Pochette de To The Bone par Steven WilsonParmi mes bonnes résolutions pour l’année 2018, j’ai décidé d’arrêter de procastriner, procrastriner, procarstiner, procrrrr, enfin de remettre au lendemain ce que je pouvais faire le jour-même. Steven Wilson peut donc remercier la nouvelle année.

 

Car cette chronique, ça fait un moment que je dois la rédiger, le Grand Orchestrateur de ce blog m’en ayant d’ailleurs récemment touché un mot. Mais c’est que j’ai été tellement choqué par la perte de l’idole des jeunes, moi… Alors voilà : Steven Wilson, c’est aussi un peu le pote qu’on a tous envie d’avoir. Il est intelligent (il a des lunettes), il est cool (il a les cheveux longs), il sent le sable chaud (il est blond) et en plus il joue toujours pieds-nus sur scène.

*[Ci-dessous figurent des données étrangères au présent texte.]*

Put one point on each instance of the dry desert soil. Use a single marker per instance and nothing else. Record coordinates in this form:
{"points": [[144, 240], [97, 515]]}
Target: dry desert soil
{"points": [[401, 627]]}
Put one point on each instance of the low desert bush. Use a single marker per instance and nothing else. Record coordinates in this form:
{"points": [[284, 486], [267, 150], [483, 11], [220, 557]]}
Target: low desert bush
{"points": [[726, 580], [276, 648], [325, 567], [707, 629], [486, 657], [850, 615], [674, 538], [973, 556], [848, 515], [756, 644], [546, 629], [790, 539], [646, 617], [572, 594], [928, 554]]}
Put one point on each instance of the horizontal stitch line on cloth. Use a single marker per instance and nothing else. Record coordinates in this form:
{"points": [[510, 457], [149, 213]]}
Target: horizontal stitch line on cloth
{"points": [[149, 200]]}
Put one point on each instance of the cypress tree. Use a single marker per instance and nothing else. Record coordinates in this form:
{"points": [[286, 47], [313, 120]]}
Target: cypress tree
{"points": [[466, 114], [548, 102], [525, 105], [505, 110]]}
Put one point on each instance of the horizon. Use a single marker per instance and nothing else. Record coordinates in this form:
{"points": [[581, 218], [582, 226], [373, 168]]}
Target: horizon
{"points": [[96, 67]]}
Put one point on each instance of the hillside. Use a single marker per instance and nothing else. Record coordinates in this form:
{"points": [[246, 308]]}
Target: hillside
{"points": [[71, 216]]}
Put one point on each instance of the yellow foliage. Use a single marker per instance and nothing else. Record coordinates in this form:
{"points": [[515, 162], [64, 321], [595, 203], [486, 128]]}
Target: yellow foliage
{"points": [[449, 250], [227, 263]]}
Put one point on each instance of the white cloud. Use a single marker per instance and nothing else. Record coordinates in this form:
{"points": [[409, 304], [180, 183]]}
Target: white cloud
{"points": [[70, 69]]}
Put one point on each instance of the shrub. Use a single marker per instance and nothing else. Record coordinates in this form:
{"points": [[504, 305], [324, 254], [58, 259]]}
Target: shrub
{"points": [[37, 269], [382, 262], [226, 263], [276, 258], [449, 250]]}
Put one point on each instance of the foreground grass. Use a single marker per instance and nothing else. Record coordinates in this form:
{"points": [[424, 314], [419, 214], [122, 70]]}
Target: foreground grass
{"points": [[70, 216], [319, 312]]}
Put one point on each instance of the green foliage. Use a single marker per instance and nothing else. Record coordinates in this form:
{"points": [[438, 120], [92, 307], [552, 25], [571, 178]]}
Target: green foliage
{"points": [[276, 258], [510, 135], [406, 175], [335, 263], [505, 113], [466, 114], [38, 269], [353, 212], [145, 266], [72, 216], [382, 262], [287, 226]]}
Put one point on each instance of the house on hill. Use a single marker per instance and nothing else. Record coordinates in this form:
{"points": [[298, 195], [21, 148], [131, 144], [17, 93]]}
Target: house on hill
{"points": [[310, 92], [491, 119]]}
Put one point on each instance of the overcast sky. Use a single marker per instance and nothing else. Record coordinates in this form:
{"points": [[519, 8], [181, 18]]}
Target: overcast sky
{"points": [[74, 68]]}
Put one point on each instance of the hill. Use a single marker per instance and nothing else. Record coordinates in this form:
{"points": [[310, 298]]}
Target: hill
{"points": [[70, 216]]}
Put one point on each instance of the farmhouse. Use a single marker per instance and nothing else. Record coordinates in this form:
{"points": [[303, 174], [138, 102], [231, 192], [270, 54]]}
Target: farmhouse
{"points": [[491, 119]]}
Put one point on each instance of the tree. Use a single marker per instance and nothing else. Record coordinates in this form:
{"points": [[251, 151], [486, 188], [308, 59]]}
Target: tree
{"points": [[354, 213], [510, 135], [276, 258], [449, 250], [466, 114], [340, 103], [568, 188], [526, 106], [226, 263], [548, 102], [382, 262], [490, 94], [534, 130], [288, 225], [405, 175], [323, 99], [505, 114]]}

C’est carrément trop un winner, quoi ! En plus du groupe phare de la scène progressive qu’il mène depuis une trentaine d’années Porcupine Tree, le gars cumule les projets avec un appétit à donner des frissons à Frédéric Michalak et Paul Bocuse (paix à son âme) réunis : No Man, Storm Corrosion, Bass Communion, Incredible Expanding Mindfuck – même les noms de ses groupes, c’est d’la balle, un winner, j’vous dis. Aujourd’hui, c’est un cinquième album solo que le Britannique propose, affirmant vouloir y célébrer les groupes de pop progressive qui ont marqué sa jeunesse.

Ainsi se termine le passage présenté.